Work, Meaning and Identity
The objective of this course is framed by a simple, but fundamental observation: we live in a culture in which a person’s work, her professional activity, has come to play essential roles beyond that of providing means of subsistence. A person’s work plays a determining role in her self-definition and her social standing, that is to say, in her identity and the social recognition she enjoys. And a person’s work makes a crucial contribution to whether or not, and to what extent, she regards her life as meaningful. Accordingly, to regard workers and their professional activities as more or less efficient units in a process of production is an inadequate—not tomention, I suspect, inefficient—view of them.
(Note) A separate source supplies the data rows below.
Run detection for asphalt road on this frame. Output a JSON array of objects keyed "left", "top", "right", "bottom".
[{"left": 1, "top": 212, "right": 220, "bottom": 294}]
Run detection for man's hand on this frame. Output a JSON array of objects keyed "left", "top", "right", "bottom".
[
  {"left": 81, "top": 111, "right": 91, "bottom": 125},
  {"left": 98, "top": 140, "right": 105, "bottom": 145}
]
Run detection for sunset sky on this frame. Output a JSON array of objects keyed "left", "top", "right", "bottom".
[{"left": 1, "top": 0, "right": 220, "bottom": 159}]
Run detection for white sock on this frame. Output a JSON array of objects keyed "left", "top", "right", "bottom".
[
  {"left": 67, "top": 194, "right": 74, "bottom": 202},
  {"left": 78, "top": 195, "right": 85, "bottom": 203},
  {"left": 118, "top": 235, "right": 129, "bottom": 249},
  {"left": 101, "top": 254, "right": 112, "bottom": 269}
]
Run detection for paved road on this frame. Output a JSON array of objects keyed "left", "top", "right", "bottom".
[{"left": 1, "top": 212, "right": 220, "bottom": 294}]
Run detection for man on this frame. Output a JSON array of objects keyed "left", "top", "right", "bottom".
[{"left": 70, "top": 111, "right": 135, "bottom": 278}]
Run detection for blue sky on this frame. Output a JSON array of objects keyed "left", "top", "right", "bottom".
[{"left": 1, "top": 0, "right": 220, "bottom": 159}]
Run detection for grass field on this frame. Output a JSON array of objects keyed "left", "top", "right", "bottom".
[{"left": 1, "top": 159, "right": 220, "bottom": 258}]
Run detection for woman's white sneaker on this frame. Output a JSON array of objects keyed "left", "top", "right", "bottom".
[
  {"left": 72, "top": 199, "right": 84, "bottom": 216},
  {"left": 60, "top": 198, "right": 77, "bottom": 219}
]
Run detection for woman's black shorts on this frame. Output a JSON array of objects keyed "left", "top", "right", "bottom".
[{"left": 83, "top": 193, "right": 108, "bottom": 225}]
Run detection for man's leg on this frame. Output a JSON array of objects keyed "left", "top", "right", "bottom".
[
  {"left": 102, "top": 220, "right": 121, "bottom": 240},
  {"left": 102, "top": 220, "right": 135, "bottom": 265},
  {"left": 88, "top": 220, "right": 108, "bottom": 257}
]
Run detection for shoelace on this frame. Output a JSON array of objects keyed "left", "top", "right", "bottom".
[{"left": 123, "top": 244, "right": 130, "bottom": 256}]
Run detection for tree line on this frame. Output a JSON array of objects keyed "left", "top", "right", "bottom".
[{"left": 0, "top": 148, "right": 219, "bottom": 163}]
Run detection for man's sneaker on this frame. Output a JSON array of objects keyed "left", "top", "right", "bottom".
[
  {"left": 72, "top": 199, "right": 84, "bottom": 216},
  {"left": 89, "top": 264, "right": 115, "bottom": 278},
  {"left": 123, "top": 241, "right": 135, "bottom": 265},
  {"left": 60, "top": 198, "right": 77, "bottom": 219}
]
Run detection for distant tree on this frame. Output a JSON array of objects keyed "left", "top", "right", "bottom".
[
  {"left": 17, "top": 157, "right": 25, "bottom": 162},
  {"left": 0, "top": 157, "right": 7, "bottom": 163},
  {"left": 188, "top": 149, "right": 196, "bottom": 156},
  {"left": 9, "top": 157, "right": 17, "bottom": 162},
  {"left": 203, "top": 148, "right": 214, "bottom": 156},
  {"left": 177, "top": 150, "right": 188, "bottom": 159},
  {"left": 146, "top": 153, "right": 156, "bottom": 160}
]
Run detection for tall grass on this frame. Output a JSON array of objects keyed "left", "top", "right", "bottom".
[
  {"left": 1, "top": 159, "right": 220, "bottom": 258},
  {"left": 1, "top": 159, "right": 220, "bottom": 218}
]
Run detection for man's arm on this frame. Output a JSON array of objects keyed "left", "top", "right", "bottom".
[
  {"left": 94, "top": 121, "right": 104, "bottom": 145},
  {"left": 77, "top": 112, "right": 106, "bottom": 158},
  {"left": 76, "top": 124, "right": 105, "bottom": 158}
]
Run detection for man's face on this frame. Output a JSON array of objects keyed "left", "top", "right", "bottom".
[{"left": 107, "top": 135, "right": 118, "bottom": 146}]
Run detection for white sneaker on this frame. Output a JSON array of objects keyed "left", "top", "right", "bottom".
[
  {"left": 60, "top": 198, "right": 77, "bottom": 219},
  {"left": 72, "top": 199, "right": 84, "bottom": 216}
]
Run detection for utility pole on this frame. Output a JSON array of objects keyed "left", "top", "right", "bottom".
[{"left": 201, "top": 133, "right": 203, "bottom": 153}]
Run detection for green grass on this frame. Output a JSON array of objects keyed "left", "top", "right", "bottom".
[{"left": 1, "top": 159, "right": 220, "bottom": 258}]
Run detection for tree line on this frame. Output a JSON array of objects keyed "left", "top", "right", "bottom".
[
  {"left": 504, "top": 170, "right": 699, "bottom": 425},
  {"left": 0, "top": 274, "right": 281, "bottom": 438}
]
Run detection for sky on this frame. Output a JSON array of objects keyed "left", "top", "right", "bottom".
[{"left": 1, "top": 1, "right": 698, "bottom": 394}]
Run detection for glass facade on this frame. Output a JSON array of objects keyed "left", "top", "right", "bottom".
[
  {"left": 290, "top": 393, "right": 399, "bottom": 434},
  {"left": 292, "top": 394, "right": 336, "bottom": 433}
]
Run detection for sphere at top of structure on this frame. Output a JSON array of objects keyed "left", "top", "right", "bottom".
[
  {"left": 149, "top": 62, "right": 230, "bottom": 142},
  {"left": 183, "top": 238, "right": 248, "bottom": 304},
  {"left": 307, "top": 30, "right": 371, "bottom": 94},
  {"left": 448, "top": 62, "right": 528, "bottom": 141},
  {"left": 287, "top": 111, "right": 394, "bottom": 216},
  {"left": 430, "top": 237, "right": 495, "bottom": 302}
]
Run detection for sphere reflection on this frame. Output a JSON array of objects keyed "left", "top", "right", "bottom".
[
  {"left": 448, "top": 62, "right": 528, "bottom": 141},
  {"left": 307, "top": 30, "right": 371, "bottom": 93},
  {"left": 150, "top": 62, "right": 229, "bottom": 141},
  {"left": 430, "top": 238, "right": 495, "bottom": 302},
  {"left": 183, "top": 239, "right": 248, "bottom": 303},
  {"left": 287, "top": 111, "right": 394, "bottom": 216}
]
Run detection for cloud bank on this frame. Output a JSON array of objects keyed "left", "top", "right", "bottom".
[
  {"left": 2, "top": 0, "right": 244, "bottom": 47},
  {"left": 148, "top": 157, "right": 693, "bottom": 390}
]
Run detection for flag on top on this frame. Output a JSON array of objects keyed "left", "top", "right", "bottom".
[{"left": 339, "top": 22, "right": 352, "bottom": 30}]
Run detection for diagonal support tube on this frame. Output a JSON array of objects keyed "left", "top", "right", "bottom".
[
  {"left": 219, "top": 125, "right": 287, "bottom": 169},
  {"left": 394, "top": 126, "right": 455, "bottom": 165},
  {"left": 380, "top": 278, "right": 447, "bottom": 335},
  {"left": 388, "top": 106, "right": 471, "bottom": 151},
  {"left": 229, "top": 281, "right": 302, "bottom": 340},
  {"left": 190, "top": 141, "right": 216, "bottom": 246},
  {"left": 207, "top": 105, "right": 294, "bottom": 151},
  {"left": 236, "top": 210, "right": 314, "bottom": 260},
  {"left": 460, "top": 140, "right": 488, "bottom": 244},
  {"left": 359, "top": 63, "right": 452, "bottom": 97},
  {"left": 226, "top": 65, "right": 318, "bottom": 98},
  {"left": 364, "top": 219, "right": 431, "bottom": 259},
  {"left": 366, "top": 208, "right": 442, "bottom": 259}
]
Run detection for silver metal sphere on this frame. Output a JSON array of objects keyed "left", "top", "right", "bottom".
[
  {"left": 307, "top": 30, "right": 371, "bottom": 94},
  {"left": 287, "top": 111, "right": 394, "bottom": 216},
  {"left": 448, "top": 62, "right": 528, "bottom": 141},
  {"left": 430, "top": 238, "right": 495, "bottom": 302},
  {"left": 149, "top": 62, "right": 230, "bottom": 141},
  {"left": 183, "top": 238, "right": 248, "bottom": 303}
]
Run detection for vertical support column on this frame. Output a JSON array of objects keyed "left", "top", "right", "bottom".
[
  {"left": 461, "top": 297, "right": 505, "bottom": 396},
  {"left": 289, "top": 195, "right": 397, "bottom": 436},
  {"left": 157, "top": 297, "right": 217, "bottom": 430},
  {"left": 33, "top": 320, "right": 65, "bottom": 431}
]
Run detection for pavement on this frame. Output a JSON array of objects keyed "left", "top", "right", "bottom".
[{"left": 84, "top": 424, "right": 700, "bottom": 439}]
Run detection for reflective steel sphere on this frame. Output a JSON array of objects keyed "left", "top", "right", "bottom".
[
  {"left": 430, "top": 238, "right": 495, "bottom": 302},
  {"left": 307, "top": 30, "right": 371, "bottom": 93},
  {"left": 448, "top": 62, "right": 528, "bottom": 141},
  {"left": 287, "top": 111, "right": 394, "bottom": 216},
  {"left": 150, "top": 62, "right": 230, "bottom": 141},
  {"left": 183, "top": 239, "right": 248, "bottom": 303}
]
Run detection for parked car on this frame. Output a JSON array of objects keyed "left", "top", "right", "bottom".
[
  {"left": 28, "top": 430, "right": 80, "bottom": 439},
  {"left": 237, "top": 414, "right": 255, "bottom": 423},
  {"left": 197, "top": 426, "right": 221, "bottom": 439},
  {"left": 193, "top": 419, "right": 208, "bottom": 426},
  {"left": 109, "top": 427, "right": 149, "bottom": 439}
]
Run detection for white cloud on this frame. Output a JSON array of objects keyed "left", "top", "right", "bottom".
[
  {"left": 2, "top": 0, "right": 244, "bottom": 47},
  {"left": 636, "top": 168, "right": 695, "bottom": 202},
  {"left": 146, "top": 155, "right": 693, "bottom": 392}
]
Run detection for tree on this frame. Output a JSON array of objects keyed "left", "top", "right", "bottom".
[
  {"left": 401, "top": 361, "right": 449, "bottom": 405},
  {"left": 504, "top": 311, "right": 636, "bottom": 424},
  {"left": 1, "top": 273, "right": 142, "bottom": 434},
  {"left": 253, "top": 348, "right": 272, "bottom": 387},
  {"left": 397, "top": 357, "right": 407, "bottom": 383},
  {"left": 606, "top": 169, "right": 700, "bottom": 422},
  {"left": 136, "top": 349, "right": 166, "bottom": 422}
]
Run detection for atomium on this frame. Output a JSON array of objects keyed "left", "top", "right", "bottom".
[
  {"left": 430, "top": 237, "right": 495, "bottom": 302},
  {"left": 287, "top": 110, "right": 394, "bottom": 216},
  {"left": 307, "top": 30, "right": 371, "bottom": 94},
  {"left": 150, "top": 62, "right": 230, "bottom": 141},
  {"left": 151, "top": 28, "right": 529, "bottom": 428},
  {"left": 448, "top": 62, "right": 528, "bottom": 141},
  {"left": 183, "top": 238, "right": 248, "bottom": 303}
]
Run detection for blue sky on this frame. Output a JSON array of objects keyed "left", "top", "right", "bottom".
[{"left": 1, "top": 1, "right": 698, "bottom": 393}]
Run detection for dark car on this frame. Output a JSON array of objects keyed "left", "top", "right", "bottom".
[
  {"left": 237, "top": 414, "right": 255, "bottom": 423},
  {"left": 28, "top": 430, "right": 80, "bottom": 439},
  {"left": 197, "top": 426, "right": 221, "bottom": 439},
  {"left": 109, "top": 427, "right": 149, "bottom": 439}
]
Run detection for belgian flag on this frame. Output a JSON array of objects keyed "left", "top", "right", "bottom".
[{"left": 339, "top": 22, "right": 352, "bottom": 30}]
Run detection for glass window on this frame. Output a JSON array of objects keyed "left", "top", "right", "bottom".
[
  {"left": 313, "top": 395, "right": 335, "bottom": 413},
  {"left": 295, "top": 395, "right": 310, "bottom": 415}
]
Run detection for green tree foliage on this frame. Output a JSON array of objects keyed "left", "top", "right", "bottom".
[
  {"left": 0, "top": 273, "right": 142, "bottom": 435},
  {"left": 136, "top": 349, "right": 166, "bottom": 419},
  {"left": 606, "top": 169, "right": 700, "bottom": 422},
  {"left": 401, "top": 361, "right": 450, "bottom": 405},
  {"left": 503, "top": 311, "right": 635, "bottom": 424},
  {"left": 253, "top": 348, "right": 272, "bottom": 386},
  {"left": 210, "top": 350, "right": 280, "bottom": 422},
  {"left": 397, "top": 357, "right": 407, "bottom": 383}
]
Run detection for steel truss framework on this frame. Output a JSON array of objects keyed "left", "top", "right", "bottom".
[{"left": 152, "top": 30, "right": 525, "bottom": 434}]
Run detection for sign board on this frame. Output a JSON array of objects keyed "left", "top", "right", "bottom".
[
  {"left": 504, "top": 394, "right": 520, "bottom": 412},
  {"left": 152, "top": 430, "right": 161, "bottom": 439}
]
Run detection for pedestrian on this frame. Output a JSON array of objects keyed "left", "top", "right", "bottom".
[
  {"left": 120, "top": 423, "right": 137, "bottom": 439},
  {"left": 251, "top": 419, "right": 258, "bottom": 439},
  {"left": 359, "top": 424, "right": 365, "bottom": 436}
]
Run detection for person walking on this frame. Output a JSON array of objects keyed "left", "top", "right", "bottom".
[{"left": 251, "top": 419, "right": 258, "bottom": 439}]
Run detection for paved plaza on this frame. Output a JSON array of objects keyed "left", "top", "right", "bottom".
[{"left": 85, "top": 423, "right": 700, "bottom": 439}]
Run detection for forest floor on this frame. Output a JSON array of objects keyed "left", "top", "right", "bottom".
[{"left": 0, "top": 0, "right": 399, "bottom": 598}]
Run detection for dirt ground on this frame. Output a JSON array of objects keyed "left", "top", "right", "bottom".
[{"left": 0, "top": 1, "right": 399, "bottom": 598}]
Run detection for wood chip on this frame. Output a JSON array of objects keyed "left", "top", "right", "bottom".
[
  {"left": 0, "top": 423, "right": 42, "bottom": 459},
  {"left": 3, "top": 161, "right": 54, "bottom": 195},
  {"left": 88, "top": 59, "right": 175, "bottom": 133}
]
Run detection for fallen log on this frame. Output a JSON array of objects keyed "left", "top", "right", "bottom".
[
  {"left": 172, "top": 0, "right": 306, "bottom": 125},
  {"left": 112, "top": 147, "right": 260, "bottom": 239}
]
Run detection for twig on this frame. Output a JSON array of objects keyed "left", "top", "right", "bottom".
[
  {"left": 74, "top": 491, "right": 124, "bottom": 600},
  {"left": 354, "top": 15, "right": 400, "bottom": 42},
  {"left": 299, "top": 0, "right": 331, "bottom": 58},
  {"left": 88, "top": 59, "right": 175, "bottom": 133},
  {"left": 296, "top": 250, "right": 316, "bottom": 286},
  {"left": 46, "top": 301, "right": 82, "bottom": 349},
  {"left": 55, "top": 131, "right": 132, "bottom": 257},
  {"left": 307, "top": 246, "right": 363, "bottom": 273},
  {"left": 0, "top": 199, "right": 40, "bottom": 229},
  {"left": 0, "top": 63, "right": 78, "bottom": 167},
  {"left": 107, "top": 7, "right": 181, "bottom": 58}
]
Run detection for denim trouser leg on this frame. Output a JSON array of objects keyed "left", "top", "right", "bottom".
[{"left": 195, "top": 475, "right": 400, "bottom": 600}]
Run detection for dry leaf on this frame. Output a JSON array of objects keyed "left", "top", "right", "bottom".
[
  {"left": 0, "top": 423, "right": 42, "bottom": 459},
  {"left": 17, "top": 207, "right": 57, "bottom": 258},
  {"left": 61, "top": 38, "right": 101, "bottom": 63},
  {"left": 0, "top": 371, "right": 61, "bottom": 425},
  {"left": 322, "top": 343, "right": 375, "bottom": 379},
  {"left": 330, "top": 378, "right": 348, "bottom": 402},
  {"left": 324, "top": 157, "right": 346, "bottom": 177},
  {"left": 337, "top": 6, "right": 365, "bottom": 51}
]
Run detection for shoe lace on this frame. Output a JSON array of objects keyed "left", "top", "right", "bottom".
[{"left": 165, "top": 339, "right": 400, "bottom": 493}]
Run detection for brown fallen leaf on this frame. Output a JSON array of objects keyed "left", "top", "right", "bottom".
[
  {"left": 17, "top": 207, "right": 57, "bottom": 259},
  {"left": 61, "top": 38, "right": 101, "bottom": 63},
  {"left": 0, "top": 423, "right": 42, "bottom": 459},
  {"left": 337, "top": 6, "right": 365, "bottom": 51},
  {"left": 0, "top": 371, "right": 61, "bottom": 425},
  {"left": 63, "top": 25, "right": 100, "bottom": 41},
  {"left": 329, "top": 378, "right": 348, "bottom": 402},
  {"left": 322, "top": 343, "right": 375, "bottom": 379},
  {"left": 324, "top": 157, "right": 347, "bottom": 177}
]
The objective of this course unit is to examine closely the concept of work, and the various ways in which work contributes to meaning (by involving activities that possess meaning-conferring qualities: e.g., they are “absorbing,” “productive,” “fulfilling,” contributing to “growth” and “development,” etc.) and to identity (by involving a role that allows for self-definition and social recognition, both inside and outside the workplace). If the fundamental observation mentioned earlier is correct, then the importance of a close examination of these concepts is evident: the vicissitudes of these contributions—their presence, absence, or quality—are likely to affect profoundly a person’s relation to her work and therefore her performance of it. The examination of these fundamental concepts will draw on sources from various disciplines (including, philosophy, psychology, and sociology).